Este jueves, en La Plata, el jefe de PJ, Alberto Balestrini, será en encargado de trasmitir esa novedad. No dirá, sin embargo, que con preciosismo japonés, Kirchner anotó quiénes -y, sobre todo, el modo- deslizaron en público alguna objeción a su plan de «todos candidatos».

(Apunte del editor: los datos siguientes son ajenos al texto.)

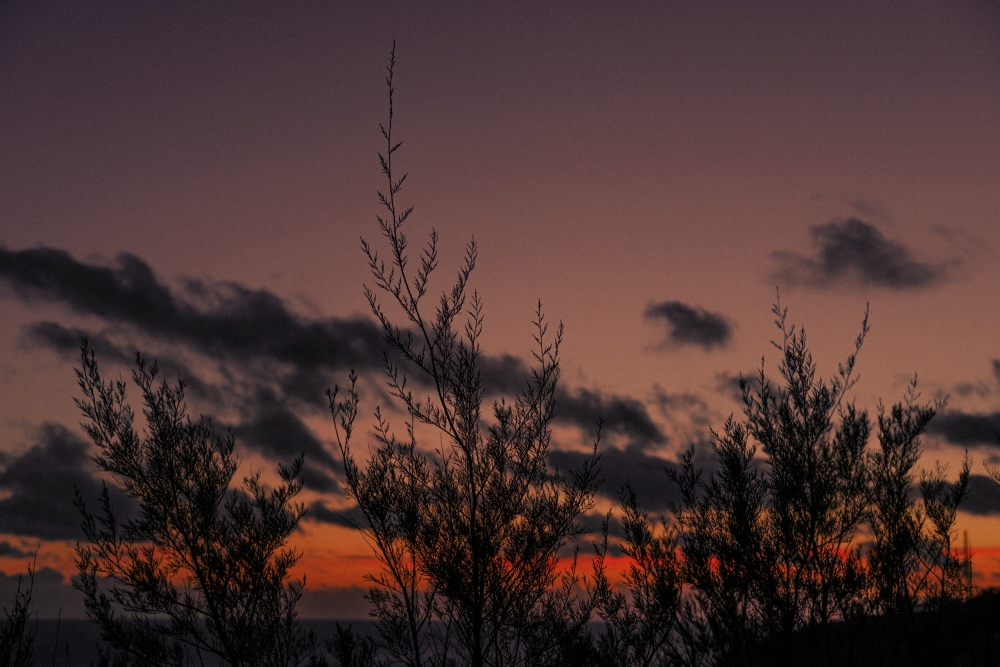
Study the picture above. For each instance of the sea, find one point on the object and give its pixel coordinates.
(74, 642)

Extremo, sin grises, el patagónico vive sumergido en su mundo binario donde sólo hay leales o enemigos. No atiene, siquiera, un argumento que expone Balestrini respecto de que con Scioli en la lista alcanza y que no es necesario «inmolar» a los intendentes.
Memorioso, Balestrini invoca la experiencia de Eduardo Duhalde en 1997 cuando impuso a su esposa, Chiche Duhalde, como candidata contra Graciela Fernández Meijide y, ante la ola imparable de la Alianza, los caciques se preocuparon por salvar sus territorios.
Kirchner conoce ese episodio y mira, además, el 95. El patagónico sospecha que las encuestas no detectan el voto vergonzante -lo atribuye a la hostilidad mediática- y que, el 28 de junio por la noche, el triunfo K será más abultado que lo que rezan los pronósticos.
Toda una curiosidad: fue lo que ocurrió con Carlos Menem, espejo donde, pirueta de la historia, Kirchner quiere reflejarse para imaginar un futuro que se estire más allá del 28-J.